Cristóbal Halffters Tonsprache hat sich in den 60er Jahren des vorigen Jahrhunderts ausgeprägt und geschärft in Opposition zum Franco-Regime, das – wie die anderen totalitären Systeme in der Mitte des 20. Jahrhunderts – die konstruktive musikalische Moderne behinderte und unterdrückte. Die Schreibwiese des Madrider Komponisten ist sich in diesen sechs Jahrzehnten, bei mancher Weiterentwicklung im Detail, prinzipiell treu geblieben: Es ist Moderne vom guten alten Schlag. Die Fließgeschwindigkeiten, Intonationen und feinen Färbungen des Tonsatzes, der zuvorderst seinen eigenen Gesetzen und Regeln folgt, korrespondieren freilich den Raum- und Zeitvorgaben des Textes und insbesondere dessen psychischen Konstellationen. Am hörbarsten knüpft Halffter an Alban Bergs Opern an. Die Sphären der alten und neuen Welt trennt z.B. ein symphonischer Satz („in tempore belli“) voneinander wie in „Lulu“ die Zeit vor und nach der Haft. Auch die Adaption von tonalem Material in die atonal angelegte Schreibweise, z.B. einer osteuropäischen Nationalhymne, mit der die Schiffskapelle den Schachweltmeister an der Gangway begrüßt, ähnelt der Integration von Volkslied, Walzer oder Choral in Bergs Partituren.

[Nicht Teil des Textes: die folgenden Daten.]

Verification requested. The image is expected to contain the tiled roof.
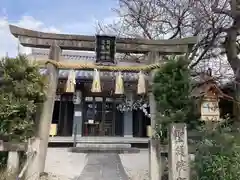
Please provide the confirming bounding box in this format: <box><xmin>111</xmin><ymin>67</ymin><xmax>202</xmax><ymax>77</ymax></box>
<box><xmin>30</xmin><ymin>48</ymin><xmax>145</xmax><ymax>63</ymax></box>
<box><xmin>30</xmin><ymin>48</ymin><xmax>95</xmax><ymax>62</ymax></box>
<box><xmin>33</xmin><ymin>48</ymin><xmax>143</xmax><ymax>81</ymax></box>
<box><xmin>39</xmin><ymin>69</ymin><xmax>139</xmax><ymax>81</ymax></box>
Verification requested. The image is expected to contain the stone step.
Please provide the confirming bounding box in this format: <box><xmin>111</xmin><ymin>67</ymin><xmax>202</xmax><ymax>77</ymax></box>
<box><xmin>68</xmin><ymin>146</ymin><xmax>140</xmax><ymax>154</ymax></box>
<box><xmin>76</xmin><ymin>143</ymin><xmax>131</xmax><ymax>148</ymax></box>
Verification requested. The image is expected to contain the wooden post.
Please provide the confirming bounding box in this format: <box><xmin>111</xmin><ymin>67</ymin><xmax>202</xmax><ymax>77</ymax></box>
<box><xmin>148</xmin><ymin>51</ymin><xmax>162</xmax><ymax>180</ymax></box>
<box><xmin>7</xmin><ymin>151</ymin><xmax>19</xmax><ymax>177</ymax></box>
<box><xmin>25</xmin><ymin>138</ymin><xmax>41</xmax><ymax>180</ymax></box>
<box><xmin>37</xmin><ymin>41</ymin><xmax>61</xmax><ymax>173</ymax></box>
<box><xmin>0</xmin><ymin>140</ymin><xmax>27</xmax><ymax>178</ymax></box>
<box><xmin>148</xmin><ymin>139</ymin><xmax>162</xmax><ymax>180</ymax></box>
<box><xmin>168</xmin><ymin>123</ymin><xmax>189</xmax><ymax>180</ymax></box>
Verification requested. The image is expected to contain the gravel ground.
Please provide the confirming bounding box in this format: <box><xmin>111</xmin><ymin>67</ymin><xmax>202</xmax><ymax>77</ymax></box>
<box><xmin>44</xmin><ymin>148</ymin><xmax>87</xmax><ymax>179</ymax></box>
<box><xmin>40</xmin><ymin>173</ymin><xmax>71</xmax><ymax>180</ymax></box>
<box><xmin>120</xmin><ymin>150</ymin><xmax>149</xmax><ymax>180</ymax></box>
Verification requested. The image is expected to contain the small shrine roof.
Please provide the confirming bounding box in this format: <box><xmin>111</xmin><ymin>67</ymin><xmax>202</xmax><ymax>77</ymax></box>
<box><xmin>191</xmin><ymin>75</ymin><xmax>233</xmax><ymax>100</ymax></box>
<box><xmin>191</xmin><ymin>82</ymin><xmax>222</xmax><ymax>98</ymax></box>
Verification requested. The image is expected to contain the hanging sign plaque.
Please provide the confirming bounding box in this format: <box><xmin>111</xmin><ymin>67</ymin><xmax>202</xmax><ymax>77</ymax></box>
<box><xmin>95</xmin><ymin>35</ymin><xmax>116</xmax><ymax>63</ymax></box>
<box><xmin>201</xmin><ymin>95</ymin><xmax>220</xmax><ymax>122</ymax></box>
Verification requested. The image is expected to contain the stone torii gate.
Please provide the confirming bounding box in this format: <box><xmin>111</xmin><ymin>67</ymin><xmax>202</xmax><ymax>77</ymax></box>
<box><xmin>9</xmin><ymin>24</ymin><xmax>197</xmax><ymax>180</ymax></box>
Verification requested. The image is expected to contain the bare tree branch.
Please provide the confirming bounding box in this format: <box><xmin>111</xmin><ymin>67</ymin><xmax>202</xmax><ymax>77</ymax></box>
<box><xmin>98</xmin><ymin>0</ymin><xmax>240</xmax><ymax>84</ymax></box>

Des Weiteren vermeidet Halffter Plakatwirkungen weitgehend, so signifikant er die Gesangspartien rollentypisch grundiert. Der Gestapo-Offizier allerdings, der die Verhöre führt, indem er monologisiert und droht, sieht in Gestalt von Michael Hofmeister nicht nur aus wie ein nachgedunkelter Schrumpfarier vom Schlage des Dr. Goebbels, sondern er countert auch grell-grotesk. Halffter schrieb eine Extrempartie für die Ungeheuerlichkeiten der staatlichen Verwerflichkeiten und Amoral. Hofmeister meistert sie an der Schmerzgrenze des allzu Outrierten.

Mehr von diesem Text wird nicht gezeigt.